Canvas Of Crimes: The Dark Side Of The Great NFT Gold Rush

Art crime used to involve masks, museum guards, and someone making off with a canvas under their coat. Then the internet arrived, and naturally, things got worse.

In this episode of our Canvas Of Crimes podcast, we head into the chaotic world of NFTs, digital ownership, and high-tech art fraud — a place where million-dollar JPEGs, anonymous wallets, fake collections, and stolen artwork all collide in one very online crime scene.

We break down what NFTs actually are — without making it feel like a hostage situation — and trace how a technology built on the promise of authenticity quickly became a playground for scammers, plagiarists, and opportunists.
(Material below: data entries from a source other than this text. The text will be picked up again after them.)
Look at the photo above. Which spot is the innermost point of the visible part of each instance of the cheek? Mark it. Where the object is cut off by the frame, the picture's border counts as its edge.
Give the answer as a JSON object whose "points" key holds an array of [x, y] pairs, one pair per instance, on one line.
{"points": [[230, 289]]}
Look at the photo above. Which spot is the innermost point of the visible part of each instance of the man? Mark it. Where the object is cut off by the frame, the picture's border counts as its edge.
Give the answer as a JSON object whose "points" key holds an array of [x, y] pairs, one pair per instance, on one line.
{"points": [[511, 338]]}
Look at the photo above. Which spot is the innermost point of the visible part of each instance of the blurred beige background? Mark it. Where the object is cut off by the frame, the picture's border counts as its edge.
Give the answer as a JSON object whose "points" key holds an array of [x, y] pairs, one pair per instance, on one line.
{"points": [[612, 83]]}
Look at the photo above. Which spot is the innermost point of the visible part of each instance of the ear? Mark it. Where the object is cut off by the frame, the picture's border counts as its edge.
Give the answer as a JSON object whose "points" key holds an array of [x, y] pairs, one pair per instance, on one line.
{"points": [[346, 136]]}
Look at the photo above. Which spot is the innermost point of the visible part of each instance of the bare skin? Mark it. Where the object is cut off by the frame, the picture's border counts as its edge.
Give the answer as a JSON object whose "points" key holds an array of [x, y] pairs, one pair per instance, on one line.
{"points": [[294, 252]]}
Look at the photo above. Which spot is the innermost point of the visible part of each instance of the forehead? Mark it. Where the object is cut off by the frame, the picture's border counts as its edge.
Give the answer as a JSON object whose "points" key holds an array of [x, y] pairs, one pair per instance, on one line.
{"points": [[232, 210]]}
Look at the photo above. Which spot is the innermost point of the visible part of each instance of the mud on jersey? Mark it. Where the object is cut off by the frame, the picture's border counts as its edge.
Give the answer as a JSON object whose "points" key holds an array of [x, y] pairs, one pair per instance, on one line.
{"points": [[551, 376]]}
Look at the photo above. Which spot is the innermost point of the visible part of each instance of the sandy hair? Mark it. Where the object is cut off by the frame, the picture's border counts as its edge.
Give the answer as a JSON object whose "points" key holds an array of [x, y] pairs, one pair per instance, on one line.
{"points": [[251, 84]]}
From stolen artworks minted without artists’ permission to rug pulls, phishing scams, wash trading, and marketplace manipulation, this is the darker side of the digital art gold rush.

We also look at the artists, platforms, and companies caught in the middle of it all — from Beeple and OpenSea to the creators whose work was copied, minted, and sold by strangers with crypto wallets and absolutely no shame.

And now that the hype has cooled, we ask the question that lingers over the whole glittering mess: are NFTs still the future of art, or just the strangest boom-and-bust crime scene the art world has ever seen?

Because when the forgery is digital, the theft is instant, and the receipt lives on the blockchain… the crime gets a whole new interface.